I have been caring for her home paying taxes, insurance, water, garbage,electric, and many upgrades, however i live in calif.mom is in fla. and I cannot afford this expense to keep continuing. I work for the airlines so i can easily get to fla. to visit, however its becoming overwhelming. The house is in a trust & I am the only trustee as well as living relative, she has advanced dementia so i must take over trustee duties. do you have any legal advice so i do not lose the entire sale proceeds to medicaid clawback.
Alternatively, you will continue to pay taxes and upkeep.
Yes, the proceeds of the sale will go to mom's care, but that will be the case either way.
I hope that you have kept receipts for all the money you have spent maintaining the property and taxes. That money can be reimbursed to you if the house is subject to Medicaid recovery.
I am not an expert on Medicaid recovery and am totally ignorant of trusts. I hope our Medicaid expert member will be along soon. She could give you much better guidance.
You should be keeping track of all house expenses & with receipts. The costs of regular maintenance, taxes, insurance should be deductible from the medicaid tally the state paid &/or owed to the state from the proceeds of the sale IF the house is an asset of moms for FL Medicaid rules.
If you decide to sell the house, what often is the case for elderly homeowners is that the home has been owned by them 30 - 50 years and has decades of delayed maintenance. Perhaps never renovated but just things replaced as needed. Now also during these decades property values have increased. The elderly homeowner since their taxes are frozen really doesn't care that house value is not accurate. If tax assessor value is not realistic for what the old unrenovated house could ever sell for this could be an issue for selling the house as Medicaid expects property to be sold for a value close to assessor value.
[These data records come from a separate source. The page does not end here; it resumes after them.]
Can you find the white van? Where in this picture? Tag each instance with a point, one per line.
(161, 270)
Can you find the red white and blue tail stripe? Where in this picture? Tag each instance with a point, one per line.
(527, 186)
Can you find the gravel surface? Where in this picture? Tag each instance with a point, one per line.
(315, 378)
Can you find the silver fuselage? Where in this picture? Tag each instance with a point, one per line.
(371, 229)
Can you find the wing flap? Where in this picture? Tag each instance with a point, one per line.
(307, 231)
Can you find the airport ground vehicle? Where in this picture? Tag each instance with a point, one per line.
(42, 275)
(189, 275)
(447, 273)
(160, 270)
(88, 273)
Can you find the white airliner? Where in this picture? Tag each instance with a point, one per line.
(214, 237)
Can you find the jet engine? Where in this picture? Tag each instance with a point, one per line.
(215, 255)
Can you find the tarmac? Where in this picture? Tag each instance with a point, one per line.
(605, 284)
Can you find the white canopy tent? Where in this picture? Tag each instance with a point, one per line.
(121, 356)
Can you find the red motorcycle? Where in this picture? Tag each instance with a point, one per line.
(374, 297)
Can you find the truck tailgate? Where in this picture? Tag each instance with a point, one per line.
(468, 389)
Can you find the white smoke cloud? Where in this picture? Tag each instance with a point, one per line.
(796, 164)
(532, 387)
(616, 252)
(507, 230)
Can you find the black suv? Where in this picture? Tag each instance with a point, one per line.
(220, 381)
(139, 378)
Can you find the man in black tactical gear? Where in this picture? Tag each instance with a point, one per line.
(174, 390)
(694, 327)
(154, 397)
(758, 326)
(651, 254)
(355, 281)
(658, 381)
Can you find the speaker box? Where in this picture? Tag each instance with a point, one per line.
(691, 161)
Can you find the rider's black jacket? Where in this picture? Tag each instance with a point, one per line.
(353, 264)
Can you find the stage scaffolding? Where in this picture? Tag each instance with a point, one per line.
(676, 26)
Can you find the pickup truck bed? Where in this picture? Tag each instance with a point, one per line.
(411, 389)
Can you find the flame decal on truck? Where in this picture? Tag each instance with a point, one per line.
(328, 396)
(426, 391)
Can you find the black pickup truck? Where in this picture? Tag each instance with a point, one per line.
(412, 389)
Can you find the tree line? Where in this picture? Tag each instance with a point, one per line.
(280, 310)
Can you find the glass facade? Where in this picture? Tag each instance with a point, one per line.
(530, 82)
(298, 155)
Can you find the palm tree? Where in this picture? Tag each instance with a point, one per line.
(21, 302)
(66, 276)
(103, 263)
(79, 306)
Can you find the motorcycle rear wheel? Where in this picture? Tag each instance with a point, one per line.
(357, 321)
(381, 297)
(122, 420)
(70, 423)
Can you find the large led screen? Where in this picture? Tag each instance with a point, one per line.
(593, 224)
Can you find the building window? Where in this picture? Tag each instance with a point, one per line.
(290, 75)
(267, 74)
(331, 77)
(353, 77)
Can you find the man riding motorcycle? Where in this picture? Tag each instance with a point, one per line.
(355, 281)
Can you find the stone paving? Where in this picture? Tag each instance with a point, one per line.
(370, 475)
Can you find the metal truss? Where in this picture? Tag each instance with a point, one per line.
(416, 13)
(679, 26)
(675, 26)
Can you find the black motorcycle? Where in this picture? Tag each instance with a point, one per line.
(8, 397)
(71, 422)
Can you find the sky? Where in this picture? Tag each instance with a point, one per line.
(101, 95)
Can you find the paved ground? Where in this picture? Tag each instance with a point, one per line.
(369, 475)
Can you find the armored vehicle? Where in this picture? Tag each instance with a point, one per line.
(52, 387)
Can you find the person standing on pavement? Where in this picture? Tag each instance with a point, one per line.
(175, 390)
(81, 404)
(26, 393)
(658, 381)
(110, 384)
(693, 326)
If this could be the situation for moms house, I'd suggest that you do 2 things:
- get house inspected. Inspector needs to be registered or certified by how FL does this. Fee usually based on sq footage, 2,000 sq ft maybe $ 400. The report will go in detail as to status on all the majors on the home & with photos.
- get house appraised. Again the appraiser needs to be licensed, etc for FL. They get a copy of the inspection. Appraisers use the details of inspection along with their comparables to come up with a truer figure of value. $ 300-500.
If you want to sell it quickly, it likely will need to be priced to move & way under assessor value. Having these both done gives a more accurate # to work with.